Pani psycholog to akurat jest najmniej obiektywną osobą tutaj. Nie ze względu na brak wiedzy itd., ale nie zapominajmy, iż działa na zlecenie produkcji, a nie prywatnie. A to niestety ogromna różnica w postrzeganiu czy przedstawianiu swojego stanowiska

- stwierdził gorzko Piotr. Na tym nie koniec wynurzeń Piotra. Jeden z jego obserwatorów zapytał nie tylko o słowa wypowiedziane przez Karola, ale także Anitę, czy Martę Podbioł. Widz napisał, że czepiają się Piotra, a sami nie są szczerzy z obserwującymi. Uczestnik mocno uderzył w bohaterów poprzednich edycji show.
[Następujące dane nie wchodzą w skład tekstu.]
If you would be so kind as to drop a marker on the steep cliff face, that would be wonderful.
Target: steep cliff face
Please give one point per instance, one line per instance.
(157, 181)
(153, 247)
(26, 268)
Pani wspomniana powyżej, jak się okazało, jest bardzo nieszczerą osobą. Wykorzystuje informacje uzyskane ode mnie, by je rozsyłać dalej w sieci, nabijając plotkarskie zrzeszenia. A inna osoba ostrzegała mnie przed takim zachowaniem, a Piotrek nie słuchał, przepraszam. Sama zainteresowana będzie wiedziała doskonale kogo przepraszam

- podsumował Piotr. Pozostałe odpowiedzi Piotra na pytania widzów znajdziesz w naszej galerii na górze strony. Sprawdź, co jeszcze powiedział na temat swojej żony.

Zobacz wideo "Ślub od pierwszego wejrzenia". Wydawało się, że te pary przetrwają

"Ślub od pierwszego wejrzenia". Piotr w ogniu krytyki. "Jego zachowanie w sieci jest żenujące"

Podczas sesji Q&A, którą Piotr zorganizował na Instagramie, uczestnik odpowiedział także na kilka pytań dotyczących jego żony. Jeden z widzów zapytał go, o jakie cechy przyszłej żony prosił na castingu. "Wszystkie, które są przeciwne u mojej żony" - stwierdził Piotr. Zachowanie uczestnika jest mocno krytykowane także przez samych widzów. Na grupie dedykowanej programowi na Facebooku nie szczędzili mu słów krytyki. "Ciekawe co on jeszcze odwali do finału po kolejnych odcinkach", "Myślałam, że po ostatnich pytaniach zmądrzeje i przestanie to robić, a tu zero refleksji i znowu to samo. No cóż, 'milczenie jest zlotem'", "Napisałam, że jego zachowanie w sieci jest żenujące, bo tak nie zachowuje się dorosły mężczyzna, to mnie zablokował", "Facet sam wystawia się na pośmiewisko i lincz, tu już nie zrzuci winy na montaż produkcji. Jedynie jego syna szkoda" - czytamy w komentarzach.